En mon âme il repose, adoucissant ma bile,

votre image qu’indispose mes plus sombres profils

qui, elle seule, sait guider contre vents et marées

cet esquif qu’est le mien vers ces astres païens.

 

Et vous dites : "Qu’aucun bien ne vienne gâter tes vignes,

si l’amour te maintient, qu’il me livre un seul signe."

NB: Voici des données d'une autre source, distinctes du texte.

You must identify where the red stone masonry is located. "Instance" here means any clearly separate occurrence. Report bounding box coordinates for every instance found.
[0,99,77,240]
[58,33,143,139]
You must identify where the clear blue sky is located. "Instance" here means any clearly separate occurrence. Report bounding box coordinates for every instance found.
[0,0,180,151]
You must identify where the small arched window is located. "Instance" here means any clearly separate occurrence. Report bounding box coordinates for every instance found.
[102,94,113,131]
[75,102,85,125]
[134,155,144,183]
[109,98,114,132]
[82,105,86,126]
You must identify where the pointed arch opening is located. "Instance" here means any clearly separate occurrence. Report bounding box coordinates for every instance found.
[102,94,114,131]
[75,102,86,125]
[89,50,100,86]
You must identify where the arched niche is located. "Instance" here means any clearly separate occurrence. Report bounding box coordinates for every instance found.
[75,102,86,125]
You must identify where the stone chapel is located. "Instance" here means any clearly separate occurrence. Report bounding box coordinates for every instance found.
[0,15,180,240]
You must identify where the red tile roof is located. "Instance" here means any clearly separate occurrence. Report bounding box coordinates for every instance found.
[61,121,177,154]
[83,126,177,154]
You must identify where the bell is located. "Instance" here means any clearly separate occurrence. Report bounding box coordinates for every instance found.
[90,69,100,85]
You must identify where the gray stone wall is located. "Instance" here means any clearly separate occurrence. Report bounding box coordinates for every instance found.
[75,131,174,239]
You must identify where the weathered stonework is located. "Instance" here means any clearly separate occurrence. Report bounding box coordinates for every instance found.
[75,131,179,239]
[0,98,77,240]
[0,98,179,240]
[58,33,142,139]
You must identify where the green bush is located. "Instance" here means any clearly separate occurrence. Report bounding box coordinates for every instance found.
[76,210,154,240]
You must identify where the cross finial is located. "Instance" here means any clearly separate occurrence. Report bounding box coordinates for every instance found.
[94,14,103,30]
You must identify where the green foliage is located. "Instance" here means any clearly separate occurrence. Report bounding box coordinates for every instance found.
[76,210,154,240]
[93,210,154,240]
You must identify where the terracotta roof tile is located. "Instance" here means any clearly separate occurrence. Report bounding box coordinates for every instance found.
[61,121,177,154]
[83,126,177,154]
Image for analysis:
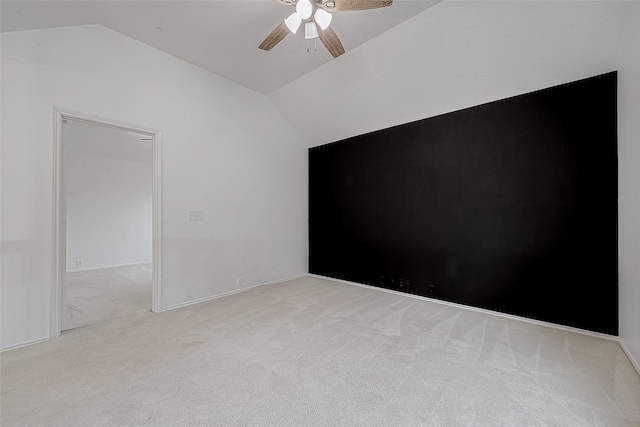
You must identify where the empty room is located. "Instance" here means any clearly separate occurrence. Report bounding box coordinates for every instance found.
[1,1,639,426]
[64,119,154,331]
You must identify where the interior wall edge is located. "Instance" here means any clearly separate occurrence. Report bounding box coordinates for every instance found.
[619,338,640,376]
[66,261,151,274]
[0,337,50,353]
[308,274,620,342]
[617,0,640,377]
[163,273,308,311]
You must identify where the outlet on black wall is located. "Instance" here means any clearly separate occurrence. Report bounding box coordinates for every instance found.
[309,72,618,335]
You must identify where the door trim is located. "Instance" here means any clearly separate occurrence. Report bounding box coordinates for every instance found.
[51,108,163,338]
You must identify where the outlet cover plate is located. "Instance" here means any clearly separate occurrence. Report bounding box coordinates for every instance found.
[188,211,203,221]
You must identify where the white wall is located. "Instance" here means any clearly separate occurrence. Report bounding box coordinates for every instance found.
[2,2,634,352]
[65,120,152,271]
[618,2,640,371]
[0,25,308,350]
[269,1,627,147]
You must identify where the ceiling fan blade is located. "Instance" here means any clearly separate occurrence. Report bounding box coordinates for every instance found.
[317,25,345,58]
[322,0,392,12]
[259,22,289,51]
[272,0,294,4]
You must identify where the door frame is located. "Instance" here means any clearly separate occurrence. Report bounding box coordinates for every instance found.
[51,108,163,338]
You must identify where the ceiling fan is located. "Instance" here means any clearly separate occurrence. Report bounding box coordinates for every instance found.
[259,0,393,58]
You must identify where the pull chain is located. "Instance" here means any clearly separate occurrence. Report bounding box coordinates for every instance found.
[306,36,317,53]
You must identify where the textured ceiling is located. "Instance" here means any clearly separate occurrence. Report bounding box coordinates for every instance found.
[1,0,439,94]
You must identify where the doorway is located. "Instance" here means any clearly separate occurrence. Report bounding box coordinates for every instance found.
[52,110,162,336]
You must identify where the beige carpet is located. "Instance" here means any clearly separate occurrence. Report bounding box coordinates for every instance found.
[2,276,639,426]
[63,264,152,330]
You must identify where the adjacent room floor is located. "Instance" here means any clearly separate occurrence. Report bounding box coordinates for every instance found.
[64,264,152,330]
[2,276,639,426]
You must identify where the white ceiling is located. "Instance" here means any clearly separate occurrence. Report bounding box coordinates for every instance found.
[0,0,439,94]
[1,1,627,147]
[268,1,626,146]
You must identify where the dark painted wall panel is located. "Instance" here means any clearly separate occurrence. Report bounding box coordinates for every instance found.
[309,72,617,335]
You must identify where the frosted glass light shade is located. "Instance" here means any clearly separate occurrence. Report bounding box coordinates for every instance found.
[305,21,318,39]
[296,0,312,20]
[314,9,332,30]
[284,12,302,34]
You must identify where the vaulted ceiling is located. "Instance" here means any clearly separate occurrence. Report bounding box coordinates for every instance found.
[1,1,629,147]
[1,0,439,94]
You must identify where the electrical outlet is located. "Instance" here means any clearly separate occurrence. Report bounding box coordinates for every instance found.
[236,277,243,287]
[399,279,411,289]
[188,210,203,221]
[75,260,83,268]
[428,284,435,294]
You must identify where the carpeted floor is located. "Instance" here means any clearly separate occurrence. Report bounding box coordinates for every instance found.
[63,264,152,330]
[2,276,639,426]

Je demeure, rien qu’à vous, l’éternel abonné

en espérant, debout,  en savoir en forger.

 

Comme j’ai le sang troublé par votre plaidoyer

qui semble redoubler les brandons du foyer

où vos lèvres disposent de dévouement radieux

qui se prête et s’impose aux cabales d’anciens dieux.

 

Mais ces mains sont elles dignes à toucher votre peau

que j’ai fait mon insigne et mon seul oripeau

dans lequel je bâti – en sérénades infimes –

tout l’amour désappris dont refleuri la cime ?

 

A vos pieds, doux messire, à ces pieds de géant

face auxquels aucune ire, nul amour ni penchant

ne sauraient se sentir sinon que minuscules :

à vos pieds il est pire que sembler ridicule.

 

Aussi j’ai dans ces doigts détrempés par la peur

quelque billet d’émoi - parfumé de cent fleurs -

griffé de mon seul style qui s’étouffe en lui-même :

en immortelles idylles, si j’ose dire, je vous aime.